Patrick Topaloff (30 December 1944 – 7 March 2010) was a French comedian, singer, and actor.

The son of a Georgian father and a Corsican mother which, according to him, made him "a delicate Franco-Russian dessert", Topaloff began his career on Europe 1, where his comic antics drew a wide audience, especially among children who delighted in his many silly catch phrases.

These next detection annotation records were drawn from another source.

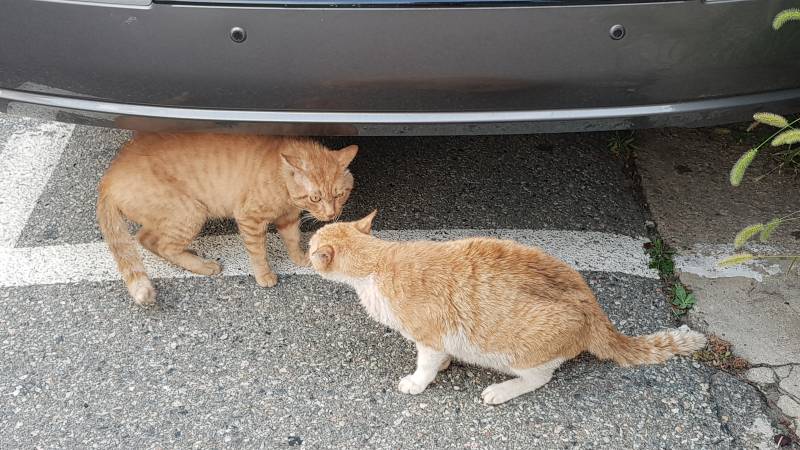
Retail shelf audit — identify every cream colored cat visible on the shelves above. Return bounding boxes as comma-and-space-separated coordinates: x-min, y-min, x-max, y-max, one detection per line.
97, 133, 358, 305
309, 212, 706, 404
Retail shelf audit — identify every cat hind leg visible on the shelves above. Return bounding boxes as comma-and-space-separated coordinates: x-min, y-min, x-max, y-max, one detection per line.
397, 343, 450, 395
141, 224, 222, 275
481, 358, 564, 405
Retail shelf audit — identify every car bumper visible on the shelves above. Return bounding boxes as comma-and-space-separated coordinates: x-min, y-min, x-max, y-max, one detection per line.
0, 0, 800, 135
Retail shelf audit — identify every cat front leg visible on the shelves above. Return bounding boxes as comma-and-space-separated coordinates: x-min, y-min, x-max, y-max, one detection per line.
275, 213, 310, 267
397, 342, 450, 395
236, 217, 278, 287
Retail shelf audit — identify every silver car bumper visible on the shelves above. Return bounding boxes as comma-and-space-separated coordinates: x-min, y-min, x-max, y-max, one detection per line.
0, 0, 800, 135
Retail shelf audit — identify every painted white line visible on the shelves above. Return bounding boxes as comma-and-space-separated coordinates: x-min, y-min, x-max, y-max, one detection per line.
0, 121, 75, 246
673, 244, 784, 282
0, 230, 658, 287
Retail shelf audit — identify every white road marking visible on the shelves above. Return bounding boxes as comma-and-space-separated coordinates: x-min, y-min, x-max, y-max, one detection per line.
0, 121, 75, 246
0, 229, 658, 287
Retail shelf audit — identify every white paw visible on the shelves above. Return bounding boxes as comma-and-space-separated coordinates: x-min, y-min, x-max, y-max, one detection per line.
128, 278, 156, 306
481, 383, 519, 405
397, 375, 428, 395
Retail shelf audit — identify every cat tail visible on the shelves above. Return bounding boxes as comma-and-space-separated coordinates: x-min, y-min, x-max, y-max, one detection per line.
588, 321, 706, 366
97, 193, 156, 305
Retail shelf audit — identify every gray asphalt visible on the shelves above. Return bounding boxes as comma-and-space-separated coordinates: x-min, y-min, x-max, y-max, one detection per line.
17, 127, 645, 247
0, 116, 780, 449
0, 273, 748, 449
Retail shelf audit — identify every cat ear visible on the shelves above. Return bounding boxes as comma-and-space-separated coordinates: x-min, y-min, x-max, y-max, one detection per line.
311, 245, 333, 269
281, 153, 304, 172
353, 209, 378, 234
334, 145, 358, 169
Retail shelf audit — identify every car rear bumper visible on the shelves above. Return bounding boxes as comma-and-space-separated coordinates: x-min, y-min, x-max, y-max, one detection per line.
0, 89, 800, 136
0, 0, 800, 134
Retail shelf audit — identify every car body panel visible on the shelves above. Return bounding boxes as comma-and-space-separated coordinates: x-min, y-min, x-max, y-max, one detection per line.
0, 0, 800, 132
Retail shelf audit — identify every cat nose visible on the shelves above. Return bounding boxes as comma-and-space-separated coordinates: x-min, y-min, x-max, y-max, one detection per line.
322, 203, 336, 220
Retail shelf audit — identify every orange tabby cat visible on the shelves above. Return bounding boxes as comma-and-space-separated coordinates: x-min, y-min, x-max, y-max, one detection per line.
97, 133, 358, 305
309, 212, 705, 404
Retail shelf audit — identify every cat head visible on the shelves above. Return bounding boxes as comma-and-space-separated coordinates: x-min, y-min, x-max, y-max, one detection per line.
281, 141, 358, 222
308, 210, 378, 280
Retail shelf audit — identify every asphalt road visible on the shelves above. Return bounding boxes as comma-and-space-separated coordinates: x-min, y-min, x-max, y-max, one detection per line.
0, 115, 773, 449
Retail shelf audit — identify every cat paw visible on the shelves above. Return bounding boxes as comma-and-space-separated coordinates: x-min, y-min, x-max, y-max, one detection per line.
397, 375, 428, 395
256, 272, 278, 287
481, 383, 519, 405
197, 259, 222, 276
128, 279, 156, 306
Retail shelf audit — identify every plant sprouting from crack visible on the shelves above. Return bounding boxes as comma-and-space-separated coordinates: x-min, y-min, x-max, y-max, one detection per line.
672, 283, 697, 317
717, 9, 800, 273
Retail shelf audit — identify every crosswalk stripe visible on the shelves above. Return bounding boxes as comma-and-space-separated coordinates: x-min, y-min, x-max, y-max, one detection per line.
0, 121, 75, 248
0, 229, 658, 287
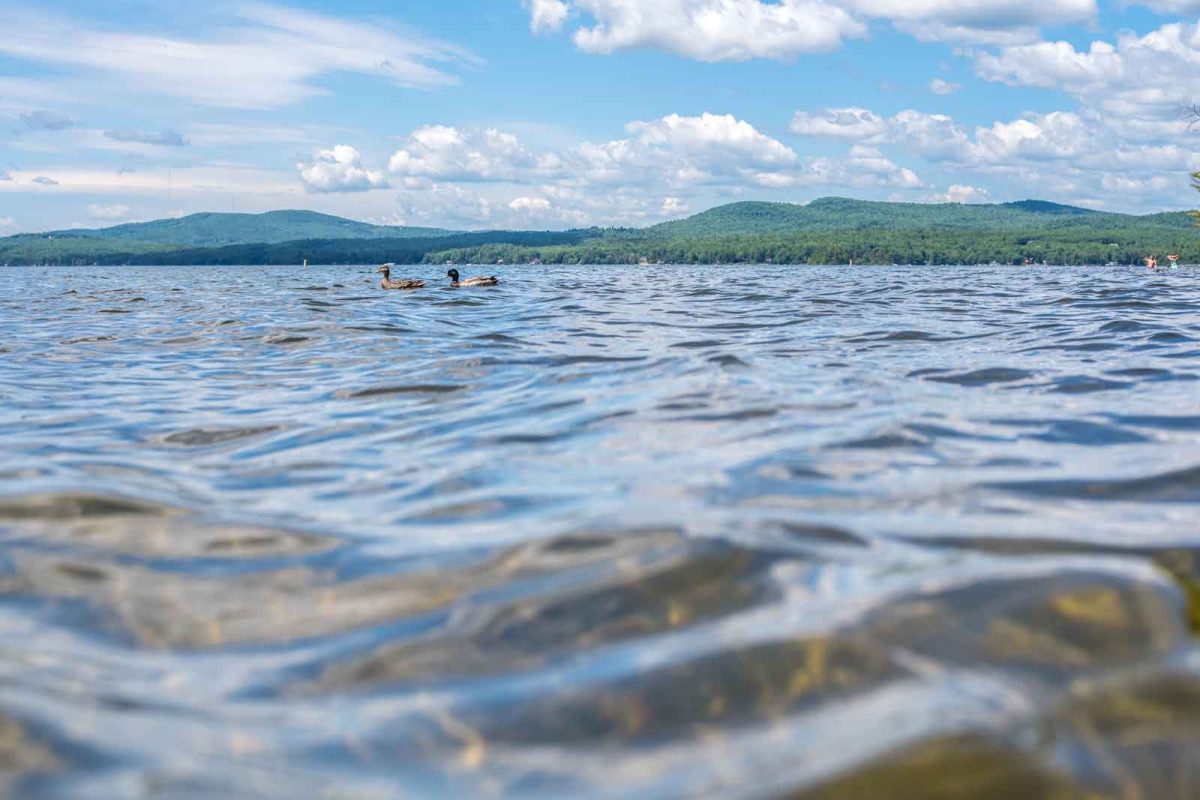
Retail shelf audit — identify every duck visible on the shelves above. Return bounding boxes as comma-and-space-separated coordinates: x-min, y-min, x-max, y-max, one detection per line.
376, 263, 425, 289
446, 270, 500, 289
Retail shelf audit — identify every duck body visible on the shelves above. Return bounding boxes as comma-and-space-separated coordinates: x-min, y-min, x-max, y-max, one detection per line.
446, 270, 500, 289
376, 264, 425, 289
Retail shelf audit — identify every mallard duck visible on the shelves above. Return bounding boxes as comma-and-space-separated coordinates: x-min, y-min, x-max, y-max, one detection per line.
376, 264, 425, 289
446, 270, 500, 289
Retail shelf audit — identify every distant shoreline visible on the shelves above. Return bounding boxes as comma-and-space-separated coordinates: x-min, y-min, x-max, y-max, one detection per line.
0, 198, 1200, 266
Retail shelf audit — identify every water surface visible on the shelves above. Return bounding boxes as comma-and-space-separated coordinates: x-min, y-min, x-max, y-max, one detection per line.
0, 266, 1200, 800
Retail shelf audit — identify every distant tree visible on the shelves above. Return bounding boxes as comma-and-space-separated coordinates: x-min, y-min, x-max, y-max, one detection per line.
1192, 103, 1200, 225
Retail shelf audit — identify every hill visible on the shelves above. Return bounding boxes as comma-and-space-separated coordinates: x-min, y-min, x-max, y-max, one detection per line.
44, 211, 455, 247
646, 197, 1192, 239
0, 198, 1200, 265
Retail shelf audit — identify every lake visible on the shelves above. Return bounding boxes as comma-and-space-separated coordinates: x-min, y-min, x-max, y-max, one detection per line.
0, 266, 1200, 800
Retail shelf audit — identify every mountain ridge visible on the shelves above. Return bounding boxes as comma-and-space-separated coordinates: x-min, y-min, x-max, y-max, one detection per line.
41, 209, 457, 247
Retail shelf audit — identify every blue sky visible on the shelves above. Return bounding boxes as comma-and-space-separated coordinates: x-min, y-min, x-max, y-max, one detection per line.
0, 0, 1200, 234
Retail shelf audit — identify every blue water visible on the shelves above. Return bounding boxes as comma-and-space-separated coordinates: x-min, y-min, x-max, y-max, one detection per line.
0, 266, 1200, 799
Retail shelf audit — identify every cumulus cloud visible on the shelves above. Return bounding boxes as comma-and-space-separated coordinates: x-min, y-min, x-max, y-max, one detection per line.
296, 144, 388, 193
976, 23, 1200, 122
104, 131, 187, 148
790, 108, 888, 140
796, 101, 1200, 209
388, 125, 538, 181
20, 109, 78, 131
88, 203, 130, 222
0, 4, 478, 108
925, 184, 991, 204
929, 78, 962, 97
528, 0, 570, 34
374, 112, 925, 227
544, 0, 866, 61
527, 0, 1099, 61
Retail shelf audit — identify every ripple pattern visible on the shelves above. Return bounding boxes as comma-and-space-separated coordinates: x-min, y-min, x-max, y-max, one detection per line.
0, 266, 1200, 800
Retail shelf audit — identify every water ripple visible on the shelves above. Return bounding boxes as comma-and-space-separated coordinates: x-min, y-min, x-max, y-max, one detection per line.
0, 265, 1200, 800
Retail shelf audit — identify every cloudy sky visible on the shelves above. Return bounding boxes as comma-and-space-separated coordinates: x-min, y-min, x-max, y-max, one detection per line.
0, 0, 1200, 234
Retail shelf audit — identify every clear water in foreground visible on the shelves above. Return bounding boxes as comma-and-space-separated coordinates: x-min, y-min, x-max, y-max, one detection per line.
0, 267, 1200, 799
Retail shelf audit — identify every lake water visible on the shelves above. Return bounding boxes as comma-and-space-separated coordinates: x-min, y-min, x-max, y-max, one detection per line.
0, 266, 1200, 800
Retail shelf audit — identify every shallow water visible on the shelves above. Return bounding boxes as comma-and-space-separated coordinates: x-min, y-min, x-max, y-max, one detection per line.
0, 266, 1200, 800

Popular singer Claude François encouraged him to try his hand at singing, and his recording of "Il Vaut Bien Mieux Etre Jeune, Riche et Beau" ("It's Much Better to Be Young, Rich, and Beautiful") became a major hit and the first of several gold records.

In the late 1960s and throughout the 1970s, writer/director Philippe Clair cast Topaloff in a number of slapstick comedy films similar to the Carry On series in the UK or those made by Jerry Lewis in the US after splitting with Dean Martin. His last feature film was Drôles de Zèbres for writer/director Guy Lux in 1977.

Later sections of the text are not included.